Stephenson is most known for his development of an alternative form of factorial analysis concerned with the operationalizing of subjectivity, Q methodology.[1] At the same time as he published his first paper on Q methodology in Nature in 1935, he was in analysis with Melanie Klein (in 1935–36), as part of a project initiated by the British Psycho-Analytic Society to promote research on psychoanalysis within academic psychology.[2]
In 1936 he became the assistant director of Oxford's Institute of Experimental Psychology.[3]
During the Second World War he joined the British military and was promoted to the rank of Brigadier General, serving in India.[4]

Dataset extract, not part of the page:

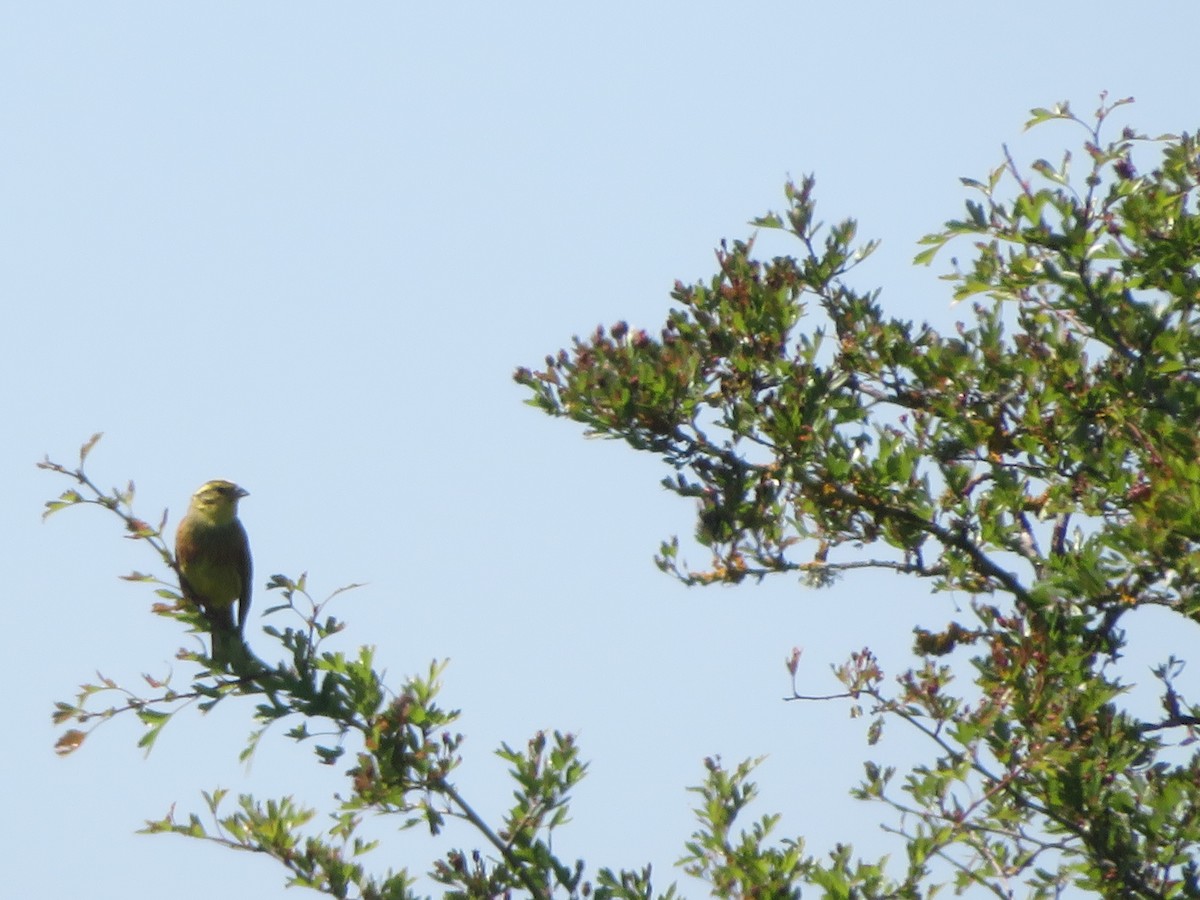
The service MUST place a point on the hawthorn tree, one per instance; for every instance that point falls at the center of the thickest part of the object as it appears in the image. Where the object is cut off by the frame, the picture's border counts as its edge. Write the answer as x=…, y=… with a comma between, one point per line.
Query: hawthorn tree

After the war he briefly returned to Oxford but left in 1948 for the University of Chicago. It was while he was at Chicago that he published The Study of Behavior: Q-Technique and Its Methodology (1953), the work for which he is best known and the definitive treatise on the research procedure.
In 1955 he left the University of Chicago, and academia, to accept a position as director of advertising research for Nowland and Company.[5] His time in the advertising world, though successful, was short-lived, and he returned to academia in 1958, accepting a position as a distinguished professor in the University of Missouri School of Journalism. He retired from Missouri in 1974 but accepted a position as a visiting professor at the University of Iowa where he served until a second retirement in 1977.
After retirement he continued to write on his interest in the subject of the study of subjectivity until his death in 1989 at the age of 87 (Barchak, 1991).[6]